Катя боялась, что заблудится в лабиринте коридоров, и так оно, в общем, и произошло. Пришлось три раза спросить дорогу, зато обратный путь дался ей без особенных затруднений.
Когда она вернулась с платком, Стенбок лежал в кабинете один.
— Кусается? — требовательно спросил он с порога.
Катя покачала головой:
— Почти что нет.
— Точно?
Она кивнула.
— Ну хорошо. — Стенбок приподнялся на локте и поморщился.
— Лежите, лежите, — захлопотала Катя, — не шевелитесь, пожалуйста. Я сама сейчас все сделаю.
Он снова лег на спину и выдохнул.
Волнуясь почему-то, Катя откинула одеяло. Александр Николаевич лежал в галифе и нижней рубахе.
— Позвольте, — сказала Катя сиплым голосом и аккуратно подняла рубашку, открыв мускулистый живот с симпатичной темной шерсткой и грубым рубцом, проходящим сквозь нее, как дорога через поле.
— Давайте я все-таки сяду, — произнес Стенбок так же сипло.
Опомнившись от странного наваждения, Катя решительно покачала головой:
— Вам все равно придется на меня опираться, так что давайте лучше сделаем все по правилам.
Катя надеялась, что это прозвучало строго и компетентно.
Она помогла Стенбоку повернуться на бок, подсунула под спину аккуратно сложенный платок, потом, в точности как учила в институте, вернула пациента в исходное положение, вытянула второй конец платка и завязала на животе со шрамом-дорогой.

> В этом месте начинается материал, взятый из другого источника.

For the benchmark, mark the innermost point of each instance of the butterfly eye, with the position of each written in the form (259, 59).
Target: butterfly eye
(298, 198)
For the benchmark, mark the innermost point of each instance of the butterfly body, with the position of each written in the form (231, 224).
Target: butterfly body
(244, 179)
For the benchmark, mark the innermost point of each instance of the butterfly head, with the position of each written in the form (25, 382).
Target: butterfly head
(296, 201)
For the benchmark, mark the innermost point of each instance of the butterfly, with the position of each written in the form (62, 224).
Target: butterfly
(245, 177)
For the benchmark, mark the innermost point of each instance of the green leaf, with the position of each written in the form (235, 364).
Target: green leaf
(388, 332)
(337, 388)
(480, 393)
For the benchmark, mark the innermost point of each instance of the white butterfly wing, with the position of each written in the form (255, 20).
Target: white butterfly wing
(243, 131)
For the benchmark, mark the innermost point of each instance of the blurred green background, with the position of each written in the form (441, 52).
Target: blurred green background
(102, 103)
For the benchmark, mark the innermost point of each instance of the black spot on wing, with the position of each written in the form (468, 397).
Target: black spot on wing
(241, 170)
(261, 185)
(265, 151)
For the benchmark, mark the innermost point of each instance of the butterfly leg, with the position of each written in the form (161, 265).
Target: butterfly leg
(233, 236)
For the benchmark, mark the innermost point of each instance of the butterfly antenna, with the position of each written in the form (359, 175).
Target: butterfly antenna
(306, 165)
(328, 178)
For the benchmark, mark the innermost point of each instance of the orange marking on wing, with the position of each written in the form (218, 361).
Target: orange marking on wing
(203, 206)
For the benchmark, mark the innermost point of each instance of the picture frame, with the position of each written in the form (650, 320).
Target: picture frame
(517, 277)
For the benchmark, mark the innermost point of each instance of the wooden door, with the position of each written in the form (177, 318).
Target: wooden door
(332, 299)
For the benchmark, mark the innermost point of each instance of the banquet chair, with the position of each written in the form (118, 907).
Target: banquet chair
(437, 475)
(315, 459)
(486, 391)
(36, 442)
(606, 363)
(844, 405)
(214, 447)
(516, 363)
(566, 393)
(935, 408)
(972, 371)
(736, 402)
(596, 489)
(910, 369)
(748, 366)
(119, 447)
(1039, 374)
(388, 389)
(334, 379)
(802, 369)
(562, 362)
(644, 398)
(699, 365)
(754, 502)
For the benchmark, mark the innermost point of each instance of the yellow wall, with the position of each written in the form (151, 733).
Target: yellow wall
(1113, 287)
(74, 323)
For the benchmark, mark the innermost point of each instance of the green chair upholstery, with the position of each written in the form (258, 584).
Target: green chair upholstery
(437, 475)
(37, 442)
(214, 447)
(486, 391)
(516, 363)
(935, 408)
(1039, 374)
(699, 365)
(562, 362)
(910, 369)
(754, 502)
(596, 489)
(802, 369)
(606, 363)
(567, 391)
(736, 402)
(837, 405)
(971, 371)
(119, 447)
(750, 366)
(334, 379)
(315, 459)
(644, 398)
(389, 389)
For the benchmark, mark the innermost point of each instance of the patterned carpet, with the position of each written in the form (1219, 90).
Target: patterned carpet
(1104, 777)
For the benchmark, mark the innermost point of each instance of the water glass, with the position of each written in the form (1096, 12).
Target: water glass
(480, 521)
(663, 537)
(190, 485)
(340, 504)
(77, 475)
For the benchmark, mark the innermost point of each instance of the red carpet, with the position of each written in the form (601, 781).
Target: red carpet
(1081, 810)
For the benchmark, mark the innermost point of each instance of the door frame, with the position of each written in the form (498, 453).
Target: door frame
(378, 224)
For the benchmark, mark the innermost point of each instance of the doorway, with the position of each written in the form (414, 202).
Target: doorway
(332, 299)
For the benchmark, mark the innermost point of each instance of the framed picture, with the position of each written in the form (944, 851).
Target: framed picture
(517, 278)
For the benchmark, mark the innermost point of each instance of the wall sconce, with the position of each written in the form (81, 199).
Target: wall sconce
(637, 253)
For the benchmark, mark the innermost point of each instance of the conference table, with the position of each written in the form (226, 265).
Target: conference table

— Вот и все, — Катя накрыла Стенбока одеялом до подбородка.
— Вы волшебница.
— Простите, немножко пахнет камфарой, — спохватилась она, — просто мы с бабушкой использовали платок исключительно в медицинских целях, а сегодня она мне его дала, чтобы на прощание сходить. Но меня оставили дежурить.
— А платок пригодился.
— Да, — кивнула Катя и отошла к двери.
— Катя? — окликнул он, когда она уже взялась за дверную ручку.
— Да?
— Вы не могли бы… Впрочем, бегите, а то еще получите от Татьяны Павловны нагоняй за отсутствие на рабочем месте.
Катя выпрямилась:
— Ничего страшного, Александр Николаевич, если вам что-то нужно, я сделаю. У нас в операционной пока затишье.
— Не беспокойтесь, Катя. Сейчас придет Воинов с каплями, и он-то уж у меня побегает, ведь над ним нет столь суровой начальницы, как ваша старшая, — Стенбок улыбнулся, — идите спокойно. Должен признаться, что мне уже значительно легче благодаря вашим хлопотам. Спасибо.
Катя побежала к себе теперь уже знакомой дорогой. На сердце было легко и радостно, как будто наступила уже весна.